Impact of increased electronification, market relationships and multi asset

Over recent years one trend that has accelerated has been the electronification of the FX market, in recent years, in a way which was unthinkable at the start of my FX career nearly 15 years ago. The number of spot traders on both sell side and also buy side desks has shrunk. More can be done with less manual work and there’s a trend to multi asset trading desks. The whole process was becoming a lot more data driven, with data science teams helping to crunch market data. It’s now possible to get streaming prices in large sizes such as 500mm USD, which would have required manual RFQs many years ago. There was also a move to a transfer of execution risk to the buy side, in terms of execution using algos. The various polls taken at the event, however, suggested that there was still a way to go in terms of usage of algos, in particular in areas such as NDFs.

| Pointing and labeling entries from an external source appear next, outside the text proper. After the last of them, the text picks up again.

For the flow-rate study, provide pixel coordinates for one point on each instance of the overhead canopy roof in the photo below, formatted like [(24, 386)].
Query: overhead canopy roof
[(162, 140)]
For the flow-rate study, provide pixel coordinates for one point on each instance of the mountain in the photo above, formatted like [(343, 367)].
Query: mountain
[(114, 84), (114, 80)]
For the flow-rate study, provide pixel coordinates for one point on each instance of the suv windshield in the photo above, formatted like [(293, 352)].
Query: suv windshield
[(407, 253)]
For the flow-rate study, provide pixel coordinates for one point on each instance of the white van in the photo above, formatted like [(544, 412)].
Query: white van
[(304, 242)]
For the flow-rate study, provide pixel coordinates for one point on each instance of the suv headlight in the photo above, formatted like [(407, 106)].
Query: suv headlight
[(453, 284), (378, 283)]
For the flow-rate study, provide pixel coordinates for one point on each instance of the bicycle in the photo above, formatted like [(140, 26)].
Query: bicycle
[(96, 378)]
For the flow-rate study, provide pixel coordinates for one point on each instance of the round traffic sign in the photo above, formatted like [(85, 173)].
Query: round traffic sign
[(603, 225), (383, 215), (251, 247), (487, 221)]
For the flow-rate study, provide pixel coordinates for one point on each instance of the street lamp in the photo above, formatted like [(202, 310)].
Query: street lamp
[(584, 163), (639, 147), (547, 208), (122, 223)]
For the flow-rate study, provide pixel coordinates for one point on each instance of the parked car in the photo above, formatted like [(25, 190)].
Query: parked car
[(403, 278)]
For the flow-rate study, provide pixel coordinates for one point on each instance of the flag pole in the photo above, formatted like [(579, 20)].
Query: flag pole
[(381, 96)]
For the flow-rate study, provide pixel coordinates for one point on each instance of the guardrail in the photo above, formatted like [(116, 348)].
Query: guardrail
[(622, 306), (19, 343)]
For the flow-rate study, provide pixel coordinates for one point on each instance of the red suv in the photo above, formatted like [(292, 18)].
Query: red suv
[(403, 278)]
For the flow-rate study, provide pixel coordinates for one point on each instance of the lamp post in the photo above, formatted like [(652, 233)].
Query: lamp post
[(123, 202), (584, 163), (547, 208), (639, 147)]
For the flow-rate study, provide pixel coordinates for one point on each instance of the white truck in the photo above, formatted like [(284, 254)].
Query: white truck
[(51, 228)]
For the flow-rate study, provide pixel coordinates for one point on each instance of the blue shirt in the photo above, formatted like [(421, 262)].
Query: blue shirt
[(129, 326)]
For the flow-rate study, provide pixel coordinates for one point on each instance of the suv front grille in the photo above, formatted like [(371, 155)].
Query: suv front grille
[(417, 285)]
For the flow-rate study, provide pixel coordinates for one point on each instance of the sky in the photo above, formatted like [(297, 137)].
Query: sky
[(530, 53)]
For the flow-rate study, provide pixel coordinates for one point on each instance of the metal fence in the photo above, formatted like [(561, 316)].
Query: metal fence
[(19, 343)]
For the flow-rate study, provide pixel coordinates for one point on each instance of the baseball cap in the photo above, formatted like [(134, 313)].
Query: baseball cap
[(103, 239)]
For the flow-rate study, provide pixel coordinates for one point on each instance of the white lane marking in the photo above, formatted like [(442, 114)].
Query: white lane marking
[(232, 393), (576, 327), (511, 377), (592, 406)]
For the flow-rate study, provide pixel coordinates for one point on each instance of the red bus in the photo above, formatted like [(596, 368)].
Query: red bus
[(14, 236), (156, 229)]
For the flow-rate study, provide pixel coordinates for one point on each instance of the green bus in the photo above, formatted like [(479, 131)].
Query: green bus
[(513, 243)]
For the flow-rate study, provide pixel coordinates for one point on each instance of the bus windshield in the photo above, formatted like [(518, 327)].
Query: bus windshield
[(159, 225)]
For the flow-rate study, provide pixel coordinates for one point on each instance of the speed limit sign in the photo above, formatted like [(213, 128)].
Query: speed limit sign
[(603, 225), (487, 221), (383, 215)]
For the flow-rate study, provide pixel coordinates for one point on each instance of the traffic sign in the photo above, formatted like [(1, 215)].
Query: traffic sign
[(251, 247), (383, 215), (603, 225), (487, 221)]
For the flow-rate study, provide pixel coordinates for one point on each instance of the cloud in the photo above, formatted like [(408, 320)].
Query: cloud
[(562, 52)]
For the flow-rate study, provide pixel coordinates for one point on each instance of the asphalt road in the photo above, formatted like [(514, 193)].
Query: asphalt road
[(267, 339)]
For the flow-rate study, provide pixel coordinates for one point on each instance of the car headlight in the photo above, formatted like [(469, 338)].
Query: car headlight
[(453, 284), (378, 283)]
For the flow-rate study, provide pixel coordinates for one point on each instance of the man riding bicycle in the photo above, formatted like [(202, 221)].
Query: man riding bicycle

Collaboration between buy side, sell side and vendors

The buy side today is faced with many choices, when it comes to technologies. The panel discussed the question of build vs. buy when it came to technologies. One thing that has been difficult in the past, is that vendor systems tend to be more closed, which made it difficult for technologies to communicate with one another. From many of the vendors on the panel, they stressed how they sought to make their platforms more open so they could interoperate together, and so that APIs became more open. It makes a lot more sense, because ultimately, the buy side may not want to have a full tech stack from one specific vendor and instead can mix and match components. On my own side, I suspect that open source offering will become more prevalent when it comes to trading technologies, where offering support will become a key way to monetise these offering. Indeed, that’s one of the reasons I open sourced tcapy, which to my knowledge is the only open source TCA Python library out there currently.


Liquidity and execution

The buy side has many decisions to make when it comes to liquidity. One key question is how many liquidity providers to have. On the surface of it, you might think more is better! However, the panel noted there was a limit. If you have many liquidity providers, in practice, it is likely that many will simply be recycling liquidity. Hence, having a large number of LPs can just end up increasing signalling risk. Whilst markets are becoming electronic, relationships are still important. Of course, there isn’t always going to be a full two way information share between buy side and sell side, given that some information will likely be kept proprietary. There’s also the question of whether to trade bilaterally or on a more anonymous basis via an ECN. One theme which came up again and again, is that relationships really matter not so much when times are good and liquidity is fine, but during crunch times. It was also noted how data can also inform how “good” a trading relationship is.



A lot has changed in recent years during the pandemic, which has affected many parts of society. The FX market obviously hasn’t been immune to that, as evidenced by increased hybrid working. The increased electronification of FX markets means that data is even more plentiful and can be used to quantify market relationships through the use of techniques like TCA. However, at the same time, real life relationships with LPs are still key, especially when times when liquidity is hard to come by.